I’ll admit, it would help if Trump got kidnapped by Bigfoot, too, but I can’t pin my hopes on such a happy thing occurring.

So here’s hoping A Complaint Free World helps.

I’m typing this on my MacBook Pro, so I’m going to get in one last complaint, again regarding its extremely low travel keyboard: Do not like.

There, done!

Who needs emojis? I do!

I admit it, I like emojis. But I use them in that hipster, post-ironic “I’m too cool for you” way, sort of the same way I use “lol.”

This probably makes me a horrible, petty person in some way, but it’s balanced out by how adorable I find kittens.

I installed the Super Emoji+ plugin for the blog. How is it? Let me sum it up:

If you look carefully, you can see the crying emoji above appears to be an actual severed head as the tears are pooling directly under it. No wonder it’s so sad. Poor body-less little guy.

EDIT: The plugin doesn’t seem to work with the current version of WordPress. Just pretend that giant question mark above is crying.

EDIT, The Sequel: I’ve removed giant question mark and added an image that captures the essence of the missing emoji. My work here is done.

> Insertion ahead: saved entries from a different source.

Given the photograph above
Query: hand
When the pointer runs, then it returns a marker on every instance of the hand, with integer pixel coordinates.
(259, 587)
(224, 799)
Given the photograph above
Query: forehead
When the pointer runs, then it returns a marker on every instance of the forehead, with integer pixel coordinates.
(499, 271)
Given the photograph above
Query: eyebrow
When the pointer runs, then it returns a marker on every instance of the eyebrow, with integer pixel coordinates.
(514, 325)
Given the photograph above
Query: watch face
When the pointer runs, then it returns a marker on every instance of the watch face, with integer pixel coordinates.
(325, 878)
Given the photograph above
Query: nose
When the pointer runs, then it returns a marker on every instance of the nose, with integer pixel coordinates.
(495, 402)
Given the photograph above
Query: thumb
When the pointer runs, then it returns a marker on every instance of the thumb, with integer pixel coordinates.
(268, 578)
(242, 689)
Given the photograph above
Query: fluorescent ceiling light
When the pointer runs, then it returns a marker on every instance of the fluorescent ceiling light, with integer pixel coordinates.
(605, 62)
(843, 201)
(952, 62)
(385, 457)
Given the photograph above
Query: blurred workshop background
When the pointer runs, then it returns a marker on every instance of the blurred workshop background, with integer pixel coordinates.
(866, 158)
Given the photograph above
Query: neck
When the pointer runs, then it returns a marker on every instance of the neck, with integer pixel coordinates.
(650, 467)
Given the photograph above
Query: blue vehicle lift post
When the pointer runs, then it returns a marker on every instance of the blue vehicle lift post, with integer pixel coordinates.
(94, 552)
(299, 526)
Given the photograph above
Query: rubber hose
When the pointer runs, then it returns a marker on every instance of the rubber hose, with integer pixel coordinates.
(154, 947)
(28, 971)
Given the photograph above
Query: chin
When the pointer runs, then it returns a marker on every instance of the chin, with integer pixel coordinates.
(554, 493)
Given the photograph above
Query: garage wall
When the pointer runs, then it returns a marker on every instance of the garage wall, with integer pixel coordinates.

Black Friday now starts on Wednesday

It should come as no surprise in a world where Christmas ads start showing up in October (or September) that Black Friday, officially the day after the U.S. Thanksgiving holiday (this year that would be Friday, November 24) now starts on Wednesday or just whenever. Every sale right now (and ads for such are overflowing at the moment) is either a Black Friday Already Sale or a Pre-Black Friday Sale. It is now and shall continue to be Black Friday. Which actually sounds a little ominous when you think about it.

I mean, I like sales. I want to buy that new fry pan that promises to never ever let food stick to it for real, and I’m glad that I’ll have a chance to get it at a really good price. But is it worth the relentless barrage of ads and yet another lengthening of the time frame in which we need to endure the things? I even had an obnoxious banner ad show up in the WordPress dashboard of this blog for one of the plugins I had installed.

Had, because I’ve since uninstalled it and sent the company behind it a brief note explaining how I don’t care for obnoxious banner ads on my WordPress dashboard. Perhaps they didn’t know. Now they do!

Anyway, I should try to focus on the positive rather than just carp and be negative, so let me conclude by saying that I’m really looking forward to getting that magic fry pan. If they haven’t sold out of it before I can get to the store.